If I search FirstName:gra~2 we get back:

Gina
Gary

If I search FirstName:grag~2 we get back:

Greg
Gary

We know that azure fuzzy search uses the damerau-levenshtein distance and it seems like from “gra” both “gina” and “greg” would be 2 characters difference, yet only one is showing up. Also "grag" in theory should return "gina" as well

I'm wondering if anyone has an explanation for this since it seems inconsistent

I used this to verify the "distance" between the strings "gra" and "greg"&"gina"

http://fuzzy-string.com/Compare/

Here's the link to the azure documentation on Lucene Syntax

https://docs.microsoft.com/en-us/azure/search/query-lucene-syntax

These are both of the field definitions

{
  "name": "FirstName",
  "type": "Edm.String",
  "searchable": true,
  "filterable": true,
  "retrievable": true,
  "sortable": true,
  "facetable": false,
  "key": false,
  "indexAnalyzer": null,
  "searchAnalyzer": null,
  "analyzer": "standard.lucene",
  "synonymMaps": []
},

{
  "name": "LastName",
  "type": "Edm.String",
  "searchable": true,
  "filterable": true,
  "retrievable": true,
  "sortable": true,
  "facetable": false,
  "key": false,
  "indexAnalyzer": null,
  "searchAnalyzer": null,
  "analyzer": "standard.lucene",
  "synonymMaps": []
}

**Results seem to be the same regardless of lastname being used or not

1

1 Answers

0
votes

I would also expect those terms to match your fuzzy query. Just to do a sanity check before we dig deeper, can you confirm what are your analyzer settings (both at query time and indexing time)? I just want to confirm all the terms you mentioned are actually tokenized and indexed exactly the way you expect them (and also if their casing gets normalized the way you would expect them). You can use the Analyze API (https://docs.microsoft.com/en-us/rest/api/searchservice/test-analyzer) to confirm how those terms are tokenized. You also mentioned your query includes an AND clause matching on another field (LastName), can you confirm that even without that second clause, the results on the FirstName are still not what you expect? I just want to make sure we eliminate all external factors outside of the actual edit distance algorithm.

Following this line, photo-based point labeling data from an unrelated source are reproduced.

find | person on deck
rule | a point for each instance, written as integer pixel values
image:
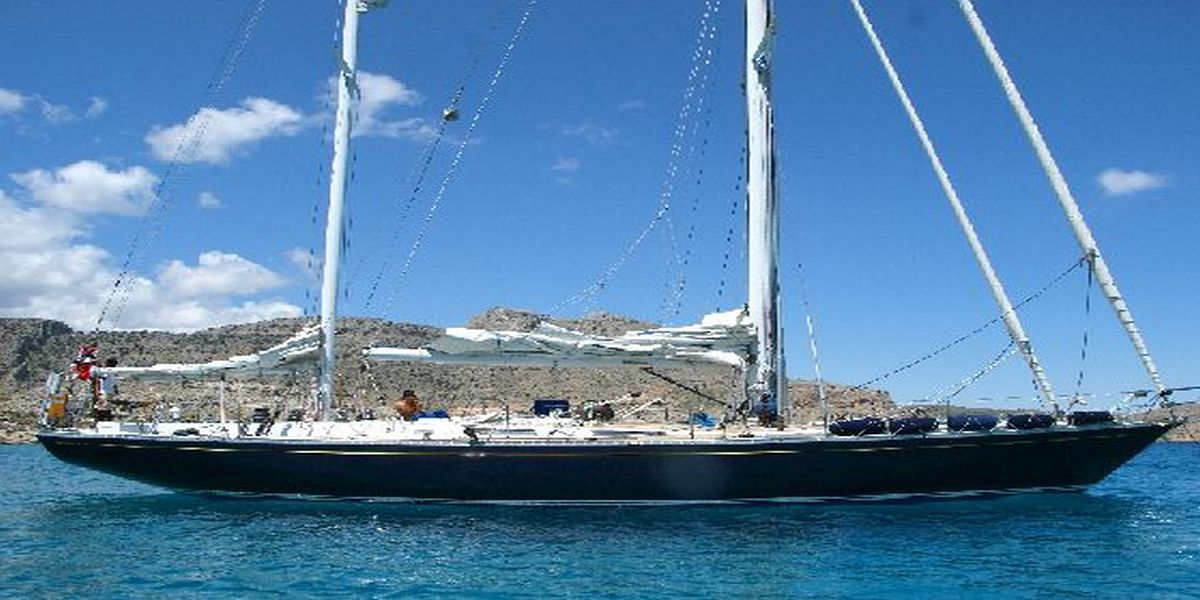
(408, 406)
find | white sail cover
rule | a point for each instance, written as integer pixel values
(720, 339)
(281, 359)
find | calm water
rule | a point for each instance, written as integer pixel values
(66, 532)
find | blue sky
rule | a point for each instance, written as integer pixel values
(606, 112)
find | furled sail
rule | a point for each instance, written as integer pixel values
(720, 339)
(281, 359)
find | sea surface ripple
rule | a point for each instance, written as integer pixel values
(72, 533)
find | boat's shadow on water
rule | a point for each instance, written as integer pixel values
(975, 515)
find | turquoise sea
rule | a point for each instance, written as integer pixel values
(70, 533)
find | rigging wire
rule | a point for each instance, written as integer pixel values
(177, 166)
(733, 220)
(415, 179)
(702, 66)
(959, 387)
(1083, 349)
(453, 169)
(813, 345)
(701, 61)
(973, 333)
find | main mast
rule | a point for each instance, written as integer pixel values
(346, 89)
(767, 382)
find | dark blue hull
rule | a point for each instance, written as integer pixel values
(735, 469)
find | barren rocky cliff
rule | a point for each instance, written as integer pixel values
(33, 348)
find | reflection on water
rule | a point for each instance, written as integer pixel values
(1137, 534)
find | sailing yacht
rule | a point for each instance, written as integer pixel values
(558, 459)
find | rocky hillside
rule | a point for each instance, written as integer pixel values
(31, 348)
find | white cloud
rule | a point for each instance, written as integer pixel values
(89, 187)
(11, 102)
(567, 165)
(589, 131)
(306, 262)
(55, 113)
(214, 136)
(33, 228)
(96, 107)
(1125, 183)
(217, 274)
(378, 94)
(49, 270)
(209, 201)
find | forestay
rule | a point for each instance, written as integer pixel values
(297, 352)
(720, 339)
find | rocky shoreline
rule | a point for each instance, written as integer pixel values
(31, 348)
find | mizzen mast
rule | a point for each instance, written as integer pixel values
(1062, 192)
(767, 382)
(347, 89)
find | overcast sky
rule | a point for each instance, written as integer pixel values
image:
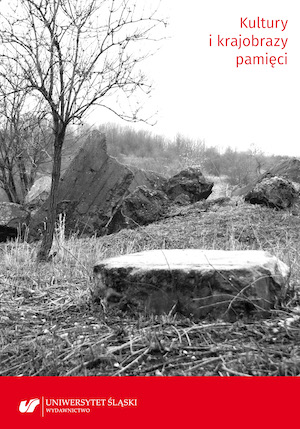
(199, 91)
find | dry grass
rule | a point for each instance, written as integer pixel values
(51, 326)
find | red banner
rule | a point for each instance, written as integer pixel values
(155, 402)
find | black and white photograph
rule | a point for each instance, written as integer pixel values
(149, 191)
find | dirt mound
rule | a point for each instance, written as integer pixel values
(288, 169)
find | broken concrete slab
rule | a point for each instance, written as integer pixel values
(288, 169)
(140, 207)
(274, 191)
(92, 189)
(189, 183)
(193, 282)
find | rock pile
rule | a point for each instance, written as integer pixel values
(99, 195)
(275, 192)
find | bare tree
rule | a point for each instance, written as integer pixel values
(76, 54)
(22, 139)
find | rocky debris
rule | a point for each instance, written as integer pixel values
(38, 193)
(189, 182)
(13, 217)
(193, 282)
(3, 196)
(275, 192)
(92, 190)
(140, 207)
(288, 169)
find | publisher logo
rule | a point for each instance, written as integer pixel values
(29, 407)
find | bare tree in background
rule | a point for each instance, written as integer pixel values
(24, 137)
(75, 54)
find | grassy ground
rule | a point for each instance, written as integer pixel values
(50, 325)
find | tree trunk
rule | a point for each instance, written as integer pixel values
(59, 136)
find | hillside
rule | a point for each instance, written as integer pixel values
(51, 325)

Update: I tried it on my side using the default analyzers and without the LastName clause. searching for "gra~2" successfully return "Greg", "Gary" and "Gina". I get the same results when I search for "gre~2" (as you did). Searching for "grag~2" only returns "Greg" and "Gary". "Gina" is not returned, but to me that seems expected (edit distance seems to be 3).